そのタイミングで自分のキャパシティを超え、過剰な労働と業務負担によるストレスも増し、いつしか成長タイプから労働タイプへの価値観転換が起きてしまい、結果として静かな退職状態になってしまうことも十分あり得る。
静かな退職は損をする

静かな退職は、自身の社会人人生という貴重な時間を無駄に消費する、タイムパフォーマンスの悪い行為である。労働タイプ以外の価値観を持つ人は、即座に行動を起こし、自身の価値観にあった労働環境に求めるべきだ。

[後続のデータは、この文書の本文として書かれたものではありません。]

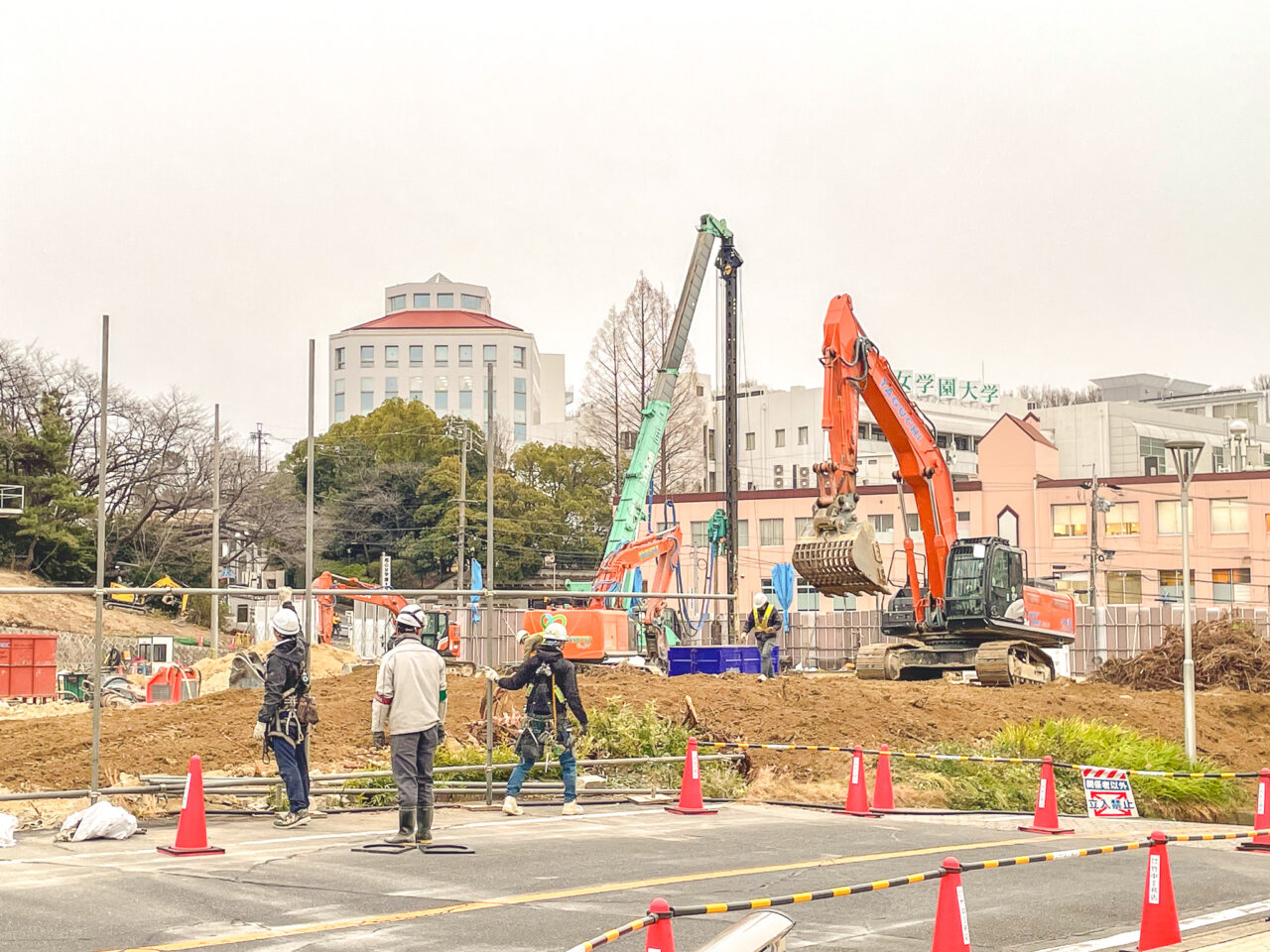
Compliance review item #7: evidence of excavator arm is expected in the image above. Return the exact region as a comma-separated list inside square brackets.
[793, 295, 956, 623]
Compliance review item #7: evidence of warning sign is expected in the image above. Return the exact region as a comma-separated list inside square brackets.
[1080, 767, 1138, 819]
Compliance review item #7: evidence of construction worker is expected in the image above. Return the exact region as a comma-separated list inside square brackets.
[485, 622, 586, 816]
[254, 602, 310, 829]
[371, 606, 445, 845]
[745, 591, 781, 680]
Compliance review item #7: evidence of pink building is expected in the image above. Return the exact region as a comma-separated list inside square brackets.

冒頭でも述べたように、私は静かな退職という判断を否定するつもりはない。
なぜなら、静かな退職は「労働タイプ」という価値観を持った状態であり、労働タイプ自体は社会で生きていく上で選択可能な考え方だからである。
しかし、もしあなたが本来「天職タイプ」「成長タイプ」であり、今もその価値観で社会に貢献したいと考えているのであれば、静かな退職を選んでいる間は無駄な時間を消費していると言わざるを得ない。
静かな退職状態は、本来あなたが成長のために使いたい時間を、自ら放棄することに繋がる。
社会人としての成長は、時間がかかるものだ。質の高い業務に携わり、よりレベルの高い業務経験を得ることで、少しずつスキルと経験を積み上げていくものである。
また、その経験は年齢が若ければ若いほど価値が高い。なぜなら、期間の限られた社会人人生の中で、より早い段階でスキルと経験を積み上げていた方が、より長い期間、高いスキルや経験を生かした業務に携わることができるからだ。
当然、社会人人生後半の社会的立ち位置(役職やポジション)にも、静かな退職を選ばなかった人に比べて大きな差が出るだろう。
もしあなたが、望まない静かな退職を選んでしまっているようなら、今すぐ行動を起こすべきだ。
上司との対話の回数を増やし、組織内での業務転換や他部署への移動を打診してみるのもよい。それが叶わないようなら、環境を変えるべく他社への転職活動を始めてみることも必要だろう。
静かな退職状態はある意味『会社が変わってくれることを待っている』状態だ。
時に会社はあなたの期待する通りの会社に変わってくれることもあるが、それは結果論である。会社というものは、個々の従業員に合わせた環境の変化を起こすことはない。
なぜなら、ほぼすべての会社は従業員のためではなく、社会や市場に価値を提供するために存在しているからだ。
従業員はあくまで、その企業の理念や市場価値貢献に賛同し、その価値貢献のために自身の労働力と時間を提供するという従業員契約を結んだだけの関係に過ぎない。
企業には「雇用を守る」という社会における命題があり、また市場価値貢献のために従業員(労働力)を必要としている。このため、会社から率先して従業員の働きやすい環境を提供することもあるだろうが、会社の本質は従業員の働き方改善ではなく、社会への価値貢献であることを忘れてはいけない。
まとめ
今回は静かな退職について、自分なりの考えをさえずってみた。
静かな退職という状態は、価値観の転換に伴う結果であると私は考えている。
元々が労働タイプである人が、低い意欲で必要最低限の業務しか行わないことは、静かな退職とは言わない。それも働き方の一種であると考えているからだ。
しかし、本来天職タイプや成長タイプである人が、望まない形で労働タイプを選ばなければならなくなった場合は、それは静かな退職状態だ。
望まない静かな退職は、皆さんのキャリア形成にとって非常にもったいない状態であるため、少しでも早く改善のための行動を起こすことを私は望んでいる。